Of her own affairs, of Montague Rotherby, she thought but little that night. The inner voice that had so urgently warned her no longer spoke within her soul. The need was past. Inexplicably, the attraction of the man had gone with it. The loss of her letter had vexed her temporarily, but now she had almost forgotten it. By her silence she would sever all connection with him. She judged him as not ardent enough to follow up the quest. The madness was over and would never return. Once again, and this time with a sense of comfort, she reflected that she was not the type of woman to appeal to such a man for long. That last letter of his had probably been one of farewell. On the whole she was not sorry that she had not read it. She wanted to forget him as soon as possible and with him the bitter humiliation he had made her suffer. It was better to forget than to hate. No; decidedly it was not on his account that Frances passed a restless night.
With the early morning came sleep that lasted till the sun was high, and Ruth came in to perch on her bed while she breakfasted. She had been out in the cornfields, she said.
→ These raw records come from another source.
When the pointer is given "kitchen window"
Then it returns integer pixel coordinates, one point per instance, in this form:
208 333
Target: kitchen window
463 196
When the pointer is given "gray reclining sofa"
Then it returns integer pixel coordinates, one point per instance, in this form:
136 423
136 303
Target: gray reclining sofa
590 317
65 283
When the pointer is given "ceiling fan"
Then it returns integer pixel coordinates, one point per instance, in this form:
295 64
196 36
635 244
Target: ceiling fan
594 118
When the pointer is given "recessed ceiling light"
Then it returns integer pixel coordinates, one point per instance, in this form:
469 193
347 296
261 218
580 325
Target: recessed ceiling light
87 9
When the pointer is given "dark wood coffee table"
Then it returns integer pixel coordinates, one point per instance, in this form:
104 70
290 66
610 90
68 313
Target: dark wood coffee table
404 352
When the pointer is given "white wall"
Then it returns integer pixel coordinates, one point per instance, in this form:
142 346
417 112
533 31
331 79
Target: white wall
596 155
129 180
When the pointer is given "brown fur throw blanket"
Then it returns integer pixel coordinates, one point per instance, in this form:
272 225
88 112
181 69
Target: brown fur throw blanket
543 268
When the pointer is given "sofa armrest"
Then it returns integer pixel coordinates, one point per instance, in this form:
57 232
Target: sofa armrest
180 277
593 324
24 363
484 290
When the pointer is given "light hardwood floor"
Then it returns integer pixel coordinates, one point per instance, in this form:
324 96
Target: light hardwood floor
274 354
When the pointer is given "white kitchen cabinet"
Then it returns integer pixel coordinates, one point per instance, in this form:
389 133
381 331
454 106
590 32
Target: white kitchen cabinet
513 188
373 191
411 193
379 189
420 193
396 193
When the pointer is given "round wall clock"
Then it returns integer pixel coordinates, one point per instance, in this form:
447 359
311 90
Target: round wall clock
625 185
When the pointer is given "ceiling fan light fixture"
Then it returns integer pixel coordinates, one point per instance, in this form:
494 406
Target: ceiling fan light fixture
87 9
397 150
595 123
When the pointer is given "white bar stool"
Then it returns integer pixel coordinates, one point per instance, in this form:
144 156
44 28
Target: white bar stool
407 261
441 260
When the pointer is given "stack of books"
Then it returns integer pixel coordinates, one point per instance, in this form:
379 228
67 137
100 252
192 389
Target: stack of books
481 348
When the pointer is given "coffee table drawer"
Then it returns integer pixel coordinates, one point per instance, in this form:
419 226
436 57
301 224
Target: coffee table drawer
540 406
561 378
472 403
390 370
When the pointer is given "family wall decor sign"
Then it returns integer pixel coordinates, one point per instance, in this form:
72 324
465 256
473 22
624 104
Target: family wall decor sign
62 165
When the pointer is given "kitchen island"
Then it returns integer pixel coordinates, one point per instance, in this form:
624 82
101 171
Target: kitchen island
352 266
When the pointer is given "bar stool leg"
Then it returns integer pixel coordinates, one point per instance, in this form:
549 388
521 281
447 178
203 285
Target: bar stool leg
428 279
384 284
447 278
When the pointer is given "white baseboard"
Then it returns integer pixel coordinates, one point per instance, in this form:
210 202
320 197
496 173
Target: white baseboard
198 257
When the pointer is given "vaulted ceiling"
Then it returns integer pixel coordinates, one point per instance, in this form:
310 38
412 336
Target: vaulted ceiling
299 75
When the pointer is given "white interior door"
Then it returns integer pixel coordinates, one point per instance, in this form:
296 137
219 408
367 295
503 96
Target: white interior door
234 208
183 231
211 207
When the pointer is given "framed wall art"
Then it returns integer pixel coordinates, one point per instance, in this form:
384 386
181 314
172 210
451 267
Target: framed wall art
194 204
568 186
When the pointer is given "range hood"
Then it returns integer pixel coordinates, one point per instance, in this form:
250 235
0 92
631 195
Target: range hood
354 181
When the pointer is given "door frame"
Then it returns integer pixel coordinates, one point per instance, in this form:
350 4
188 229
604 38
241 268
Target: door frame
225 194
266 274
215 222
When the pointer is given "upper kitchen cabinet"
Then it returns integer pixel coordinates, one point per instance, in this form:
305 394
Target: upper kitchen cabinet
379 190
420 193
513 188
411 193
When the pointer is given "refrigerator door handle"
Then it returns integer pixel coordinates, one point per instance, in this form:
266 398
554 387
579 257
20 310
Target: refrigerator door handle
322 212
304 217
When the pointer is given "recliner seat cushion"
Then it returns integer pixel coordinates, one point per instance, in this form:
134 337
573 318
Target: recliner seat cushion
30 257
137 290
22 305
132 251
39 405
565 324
They were cutting the corn in the field below the Stones. Next week, when Frances was strong enough, they would go and sit among the sheaves. Or perhaps they might go to-day if Uncle Arthur would take them in the dog-cart. The idea attracted Frances though she only smiled. The day was hot, and she was feeling better. She had a desire to go out into the sunshine, away from the old grey house and its secrets, of which already she felt she knew too much.
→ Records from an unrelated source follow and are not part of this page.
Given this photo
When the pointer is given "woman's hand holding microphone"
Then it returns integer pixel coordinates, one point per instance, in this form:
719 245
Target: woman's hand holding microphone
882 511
She did not know that the child had read acquiescence in her silence till later, when Dolly suddenly announced that the cart would be round in half-an-hour, and they must hurry.
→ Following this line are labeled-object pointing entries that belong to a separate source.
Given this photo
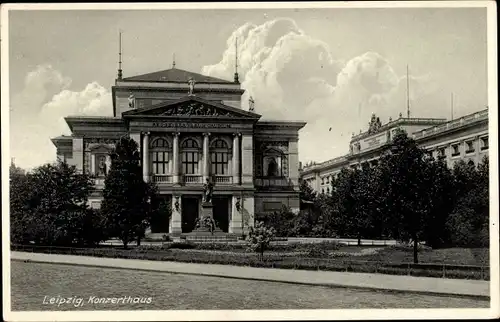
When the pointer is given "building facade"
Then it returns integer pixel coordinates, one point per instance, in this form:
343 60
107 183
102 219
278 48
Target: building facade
465 138
190 128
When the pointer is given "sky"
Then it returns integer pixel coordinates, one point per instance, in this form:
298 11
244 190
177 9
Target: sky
331 68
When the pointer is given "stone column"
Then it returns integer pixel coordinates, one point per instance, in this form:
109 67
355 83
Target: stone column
78 152
206 156
175 226
236 159
175 157
293 163
235 224
136 136
247 160
92 163
145 156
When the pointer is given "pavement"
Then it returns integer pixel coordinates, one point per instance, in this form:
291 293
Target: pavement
383 282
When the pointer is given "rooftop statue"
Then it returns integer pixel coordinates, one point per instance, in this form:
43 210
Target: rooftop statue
251 104
131 101
191 83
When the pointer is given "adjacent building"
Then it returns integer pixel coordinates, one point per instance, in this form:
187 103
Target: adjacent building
465 138
189 128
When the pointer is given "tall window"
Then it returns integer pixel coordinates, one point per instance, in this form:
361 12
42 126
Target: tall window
273 163
219 157
190 155
470 146
484 142
159 156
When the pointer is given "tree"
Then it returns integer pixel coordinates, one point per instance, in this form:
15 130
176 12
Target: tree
49 204
441 203
306 192
469 222
260 238
345 201
126 204
406 198
20 214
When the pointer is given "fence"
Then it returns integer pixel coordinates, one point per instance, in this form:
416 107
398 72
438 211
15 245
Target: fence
272 259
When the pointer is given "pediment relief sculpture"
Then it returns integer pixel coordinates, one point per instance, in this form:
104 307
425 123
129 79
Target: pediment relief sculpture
274 145
197 109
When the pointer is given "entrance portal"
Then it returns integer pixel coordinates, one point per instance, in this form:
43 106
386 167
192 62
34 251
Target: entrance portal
159 219
221 212
190 212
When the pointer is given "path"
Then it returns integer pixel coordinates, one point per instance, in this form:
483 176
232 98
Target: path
427 285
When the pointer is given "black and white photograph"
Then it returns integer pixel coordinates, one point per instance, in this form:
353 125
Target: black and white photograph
249 161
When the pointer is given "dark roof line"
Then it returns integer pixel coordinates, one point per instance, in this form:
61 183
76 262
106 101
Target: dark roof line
175 75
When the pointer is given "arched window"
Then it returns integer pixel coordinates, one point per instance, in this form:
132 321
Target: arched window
190 155
159 156
273 163
219 157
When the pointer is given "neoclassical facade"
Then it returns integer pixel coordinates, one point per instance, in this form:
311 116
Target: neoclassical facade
190 128
464 138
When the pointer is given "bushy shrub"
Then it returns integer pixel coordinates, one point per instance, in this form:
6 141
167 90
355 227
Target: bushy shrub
260 237
183 245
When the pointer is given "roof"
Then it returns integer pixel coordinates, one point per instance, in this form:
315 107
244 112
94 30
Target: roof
176 75
160 108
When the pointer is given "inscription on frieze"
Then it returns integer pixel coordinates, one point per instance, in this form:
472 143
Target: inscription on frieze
191 125
196 109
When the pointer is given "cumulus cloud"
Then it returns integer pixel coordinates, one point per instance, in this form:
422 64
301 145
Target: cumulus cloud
293 76
37 113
“It would do you good to spend the whole day out to-day,” said the practical Dolly, whom Frances suspected of being secretly a little tired of a job that had ceased to be interesting. “Elsie and Lucy and Nell will all be to and fro if you should want anything. And no one could possibly catch cold on a day like this. Milly and I are going to Wearmouth to do some shopping, but I shall be back in good time to get you to bed. Dr. Square said he might not come to-day. If he does, it won’t hurt him to ride as far as the cornfield to see you.”